Orang asing yang ingin mengadopsi anak yatim piatu akibat gempa Jepang tidak perlu mengajukan permohonan
Orang asing yang ingin mengadopsi anak Jepang yang menjadi yatim piatu akibat gempa bumi baru-baru ini mungkin akan terkejut mengetahui bahwa bantuan mereka dalam hal tersebut tidak dibutuhkan saat ini.
“Saya menerima banyak email aneh, sebagian besar dari AS, menanyakan, ‘Saya ingin anak perempuan, berusia kurang dari 6 bulan, anak yang sehat,’” Tazuru Ogaway, direktur agen adopsi Jepang Across Japan, mengatakan kepada FoxNews com . “Sejujurnya saya katakan kepada Anda bahwa email semacam itu membuat masyarakat Jepang sangat tidak nyaman, karena bagi kami email tersebut terdengar seperti seseorang yang mencari ‘apa yang saya inginkan’ dari bencana mengerikan yang kita alami.”

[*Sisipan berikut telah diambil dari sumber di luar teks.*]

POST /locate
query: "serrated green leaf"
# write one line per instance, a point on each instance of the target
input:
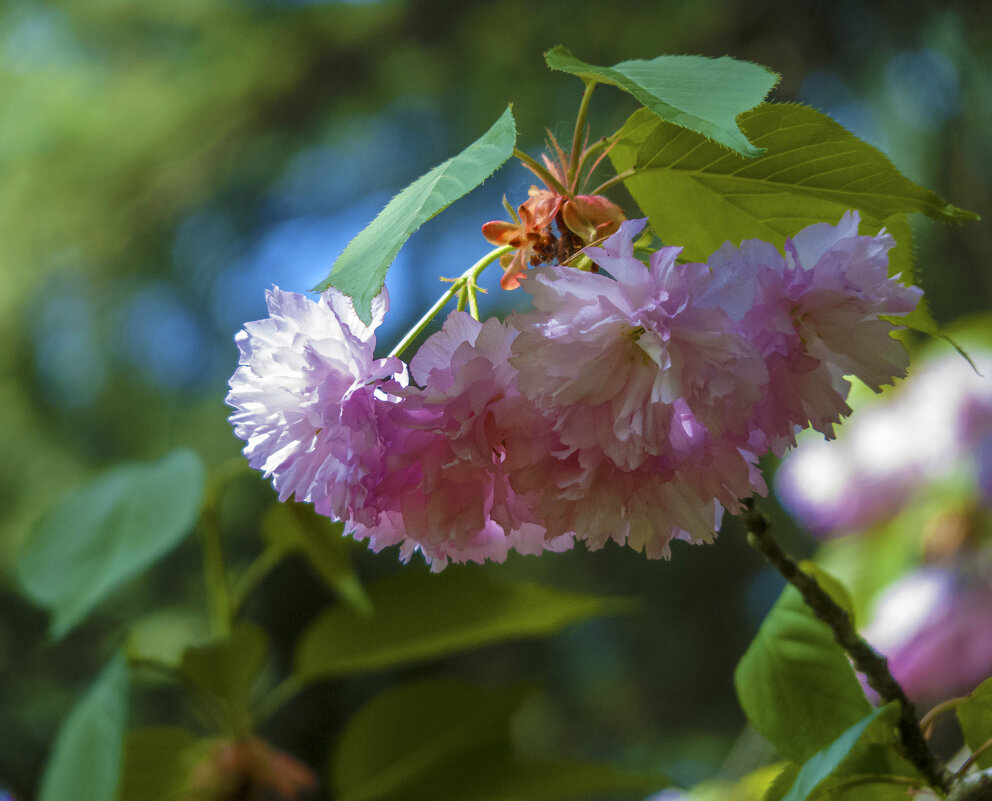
(975, 717)
(86, 759)
(795, 683)
(101, 534)
(296, 527)
(158, 762)
(699, 196)
(827, 762)
(443, 740)
(705, 95)
(360, 270)
(228, 668)
(421, 616)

Setelah gempa bumi dahsyat yang terjadi di Haiti pada bulan Januari 2010, negara-negara di seluruh dunia segera mulai mempercepat adopsi dari negara yang sedang berjuang ini. Amerika Serikat sendiri menerima 1.090 anak-anak Haiti sebagai bagian dari pembebasan bersyarat kemanusiaan khusus yang diberikan segera setelah bencana terjadi, menurut Departemen Luar Negeri AS. Laporan Tahunan 2010 dalam Adopsi Antar Negara.
Namun Martha Osborne, juru bicara situs advokasi adopsi RainbowKids.com, mengatakan Jepang dan Haiti sangat berbeda dalam hal adopsi.
“Anda lihat bahwa di negara-negara berkembang tidak ada jalan keluar bagi anak-anak ini dan orang-orang yang ditinggalkan setelah bencana benar-benar miskin dan tidak mampu merawat mereka, dan dalam hal ini bahkan anggota keluarga besar sering kali mengatakan bahwa itu adalah hal yang terbaik. untuk anak itu. harus diadopsi karena tidak ada sumber daya,” kata Osborne kepada FoxNews.com. “Tetapi di Jepang tidak demikian, negara ini adalah negara yang sudah sepenuhnya maju dan mampu mengurus anak-anaknya sendiri.”
Osborne mengatakan populasi yang menyusut, serta ikatan keluarga yang kuat di negara tersebut, membuat adopsi tidak diperlukan lagi, karena anak-anak yang tidak dapat diasuh oleh orang tuanya biasanya diasuh oleh kerabat lainnya.
“Saya tidak percaya akan ada anak yatim piatu di Jepang setelah bencana ini. Saya tidak percaya akan ada anak-anak yang tidak memiliki ikatan dengan keluarga… sistem keluarga besar akan melihat anak tersebut sebagai anak mereka sendiri,” katanya.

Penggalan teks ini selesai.